Inventive separators (D) have overall advantageous properties. They help to secure a long duration of electrochemical cells with very low loss of capacity, good cycling stability, and a reduced tendency towards short circuits after longer operation and/or repeated cycling. They can help batteries to have a long duration with very low loss of capacity, good cycling stability, and high temperature stability.

The present invention will be illustrated by non-limiting working examples.

WORKING EXAMPLES General Remarks

Polyisocyanate (α.1): polymeric 4,4′-diphenylmethane diisocyanate (“Polymer-MDI”), average of 2.7 isocyanate groups per molecule, dynamic viscosity: 195 mPa·s at 25° C., commercially available as Lupranat® M20W.

Polyisocyanate (α.2): isocyanurate from hexamethylendiisocyanate, average of 3,6 isocyanate groups per molecule.

Polyisocyanate (α.3): 4,4′-diphenylmethane diisocyanate, average of 2 isocyanate groups per molecule, dynamic viscosity: 5 mPa·s at 25° C., commercially available as Lupranat® MES.

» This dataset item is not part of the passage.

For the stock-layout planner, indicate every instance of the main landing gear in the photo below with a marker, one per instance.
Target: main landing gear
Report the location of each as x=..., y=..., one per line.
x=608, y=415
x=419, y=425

Polycarboxylic acid (β.1): dianhydride of 1,2,4,5-benzene tetracarboxylic acid

Diol (b.1): poly-THF having an average molecular weight Mn of 1000 g/mol

Diol (b.2): poly-THF having an average molecular weight Mn of 250 g/mol

Diol (b.3): polypropylenglycol having an average molecular weight Mn of 1100 g/mol

Diol (b.4: polyethylenglycol having an average molecular weight Mn of 1000 g/mol

Diol (b.5): polyethylenglycol having an average molecular weight Mn of 1500 g/mol

“NCO”: NCO content, determined by IR spectroscopy unless expressly mentioned otherwise, it is indicated in % by weight.

The molecular weights were determined by gel permeation chromatography (GPC using a refractometer as detector). The standard used was polymethyl methacrylate (PMMA). The solvents used were N,N-dimethylacetamide (DMAc) or tetrahydrofurane (THF), if not stated otherwise.

Percentages are % by weight unless expressly mentioned otherwise.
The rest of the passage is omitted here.